A Llantrisant man caught with more than 214 counterfeit designer clothes, has been successfully prosecuted by Rhondda Cynon Taf Council’s Trading Standards team.
The case is particularly pertinent as proactive work against those who sell counterfeit goods is stepped up in the run-up to Christmas, when counterfeiters are more likely to be targeting those looking for a bargain festive present.
A guilty plea was entered by James Smith, aged 26 of Greenland Road, Llantrisant at Pontypridd Magistrates’ Court in respect of four charges under the Trade Marks Act 1994.
As a result of his actions Smith was forced to pay fines amounting to £1,254.56.
Following a complaint regarding the sale of counterfeit clothing via an internet auction site in May 2012, Rhondda Cynon Taf Council Trading Standards carried out a test purchase from Smith’s account. The Abercrombie & Fitch item was confirmed counterfeit.
A warrant of entry was executed at Smith’s home address on the 25th July 2012. In total 214 counterfeit items were seized all were confirmed counterfeit by brand holder representatives.
Smith’s solicitor explained to the court that his client had mental health issues and after dropping out of university had been living his life online and was very isolated.

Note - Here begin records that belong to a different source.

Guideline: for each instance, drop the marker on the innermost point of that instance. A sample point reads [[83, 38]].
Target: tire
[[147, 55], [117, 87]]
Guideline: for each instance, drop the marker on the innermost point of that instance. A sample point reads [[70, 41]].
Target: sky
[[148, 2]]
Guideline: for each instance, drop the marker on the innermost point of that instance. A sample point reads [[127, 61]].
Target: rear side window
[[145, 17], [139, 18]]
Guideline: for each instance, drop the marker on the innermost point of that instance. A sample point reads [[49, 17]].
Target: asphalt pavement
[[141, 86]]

Smith allegedly knew that the goods were counterfeit prior to the police investigation but as he had invested in the stock he tried to sell them to recoup the money.
The lay bench said that the offences were serious enough to merit custody but they would be suspending the custodial sentence of eight months for a year. He was also ordered to pay full costs of £1254.56 plus a victim surcharge of £80. Forfeiture and destruction of all items was granted by the court.
David Jones, Head of Community Protection at Rhondda Cynon Taf Council, said: “This is the latest in a series of successful prosecutions against those who peddle counterfeit goods for sale within our communities.
“This sustained, zero-tolerance campaign, which is based on vital information received from our communities and calls for action received from our residents, will continue, especially as the busy festive shopping season approaches.
“The current tough economic times means now, more than ever, people are looking for bargain presents. Our strong advice to them is to steer clear of illegal designer goods offered for sale.
“They may think they are getting a bargain but are actually handing over their hard-earned money for items that are not what they seem, are not of the quality they purport to be and in some cases, particularly non-clothing items, may not actually meet strict safety standards needed.
“Counterfeit goods also damage the legitimate traders who work hard to stick to the rules and operate in a legal manner.”